CONVERSIÓN
Apagué las luces y el motor del coche para que no notara mi llegada. Tenía la casa a mi derecha y no se veían luces encendidas. Salí del coche y fui caminando hasta la puerta del garaje. Sabía que allí guardaba una copia de la llave de entrada, por si algún día la perdía. Metí la llave con sumo cuidado y sin hacer ruido cerré la puerta. Todo estaba oscuro. Aun así podía apreciar la horrible decoración que tenía en el vestíbulo. Solamente por ese detalle merecía que lo mataran.
Subí sigilosamente las escaleras que conducían a las habitaciones y escuchaba de fondo el repicar del agua en la ducha. Un cigarro humeaba en el cenicero, al lado de la cama. No hacía mucho que se había metido en el baño. Lo encendía para acabarlo antes de ir a dormir. Era el momento. Ya llevaba meses haciéndome la vida imposible en el departamento de homicidios, y sólo se me ocurría una fórmula para eliminarlo. Ver tantos crímenes me había convertido en toda una experta. El próximo año seré directora de departamento y no iba a consentir tener ninguna competencia.
Abrí lentamente la puerta del baño y el vaho enteló mis gafas. El ruido del agua amortiguó el chirriar de la puerta. Mi corazón no paraba de bombear de una manera alocada. Saqué la navaja que llevaba en el bolsillo del pantalón y no me lo pensé dos veces. Corrí la puerta de la mampara y me miró sorprendido. Aún recuerdo esos ojos clavados en mi cara. Articuló un ̈pero ̈ que no logró terminar cuando en tres ocasiones ya le había clavado la navaja en el bajo vientre y ,asustada por no querer seguir atravesando su cuerpo, en la última, desgarré la carne hacia arriba dejando que el cuerpo cayera a plomo encima del plato de ducha, cuya agua iba coloreando a medida que sus heridas emanaban sangre cual grifo mal cerrado.
Lancé el cuchillo sobre el suelo y me senté en el bidé. Me quede mirando su cara con los ojos abiertos, que parecían querer decirme algo. Su boca torcida se iba llenando de agua y su fofa silueta yacía como si de un saco de arena se tratara. No sé cómo pude casarme con él. Supongo que el compartir profesión me llamó la atención, pero sus continuos menosprecios en la comisaría ya colmaron mi paciencia. Maldita sea, había matado a mi ex marido. Lo necesitaba.

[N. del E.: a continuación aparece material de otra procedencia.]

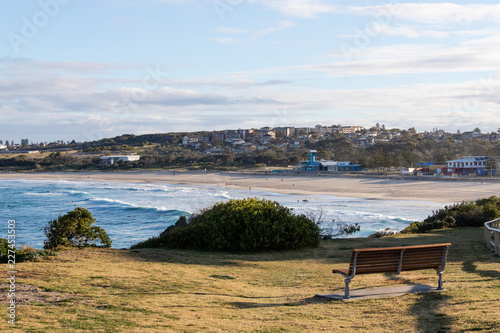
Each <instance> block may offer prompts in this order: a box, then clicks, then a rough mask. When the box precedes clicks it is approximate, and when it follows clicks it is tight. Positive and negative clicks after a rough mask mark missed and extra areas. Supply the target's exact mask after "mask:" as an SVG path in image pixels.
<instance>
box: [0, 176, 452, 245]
mask: <svg viewBox="0 0 500 333" xmlns="http://www.w3.org/2000/svg"><path fill="white" fill-rule="evenodd" d="M246 197H258V198H265V199H269V200H273V201H277V202H279V203H281V204H283V205H285V206H287V207H289V208H292V209H293V210H294V212H295V213H298V214H303V213H305V214H306V215H309V216H310V215H311V214H313V215H319V212H322V218H323V221H325V223H326V224H328V223H329V222H332V221H333V220H334V221H335V222H346V223H359V224H360V225H361V231H360V232H357V233H356V234H354V235H353V237H367V236H369V235H370V234H372V233H374V232H376V231H378V230H380V229H385V228H391V229H393V230H402V229H403V228H405V227H406V226H407V225H408V224H409V223H411V222H413V221H421V220H422V219H424V218H426V217H427V216H428V215H430V214H432V211H433V210H437V209H439V208H442V207H443V206H444V204H442V203H432V202H424V201H403V200H367V199H357V198H344V197H336V196H329V195H289V194H279V193H273V192H265V191H255V190H251V189H248V190H235V189H226V188H219V187H213V186H186V185H171V184H134V183H120V182H95V181H65V180H57V181H55V180H31V179H30V180H22V179H19V180H0V218H1V220H0V237H2V238H7V230H8V229H7V228H8V221H9V220H15V221H16V243H17V244H18V245H19V244H25V245H30V246H33V247H35V248H42V247H43V241H44V239H45V233H44V227H45V226H47V224H48V222H49V221H51V220H54V219H57V217H58V216H59V215H64V214H66V213H67V212H69V211H71V210H73V209H74V208H76V207H83V208H86V209H88V210H89V211H90V212H91V213H92V215H93V216H94V218H95V219H96V224H95V225H97V226H100V227H102V228H104V229H105V230H106V232H107V233H108V235H109V236H110V238H111V240H112V241H113V244H112V247H113V248H129V247H130V246H131V245H133V244H136V243H138V242H140V241H143V240H146V239H148V238H149V237H152V236H158V235H159V234H160V233H161V232H162V231H163V230H165V229H166V228H167V227H168V226H170V225H172V224H174V223H175V222H176V221H177V219H178V218H179V217H180V216H181V215H186V216H187V215H190V214H193V213H196V212H199V211H200V210H201V209H203V208H205V207H208V206H211V205H213V204H214V203H216V202H220V201H227V200H230V199H237V198H246Z"/></svg>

No había experimentado ninguna nausea. Tantos años viendo cadáveres me había inmunizado. Dibujaba mis dedos de la mano izquierda con su sangre, mientras notaba una sensación reconfortante y de satisfacción por el trabajo bien hecho. Tanto era así que en ningún momento pensé en deshacerme del cuerpo. Meditaba. Estaba en el lado equivocado. Ese crimen no estaba minando mi moralidad, si no al contrario, más bien me hacía sentir realizada. Olía a placer. Me levanté y me senté en su cama. Me acabe su cigarro. Recogí la navaja y me quede mirándolo por última vez. Nunca entendí porque los asesinos mataban para mitigar sus frustraciones de la infancia, según me explicaron en mis estudios de psicología. Me quedó claro. Mis padres estarían orgullosos de lo que habían creado. Ser asesino no se estudia. Ser asesino no se enseña. Nada te ampara y no se declara. Heredado y ocultado . Surge. Ahora lo iba a disfrutar.
Permanecí recta frente al cadáver con los puños bien cerrados. Respiré hondo. Yo misma me ovacioné recordando el duro camino recorrido. Otra víctima se abre paso en mi mente mientras abandono el escenario de mi estreno. Había encontrado mi vocación.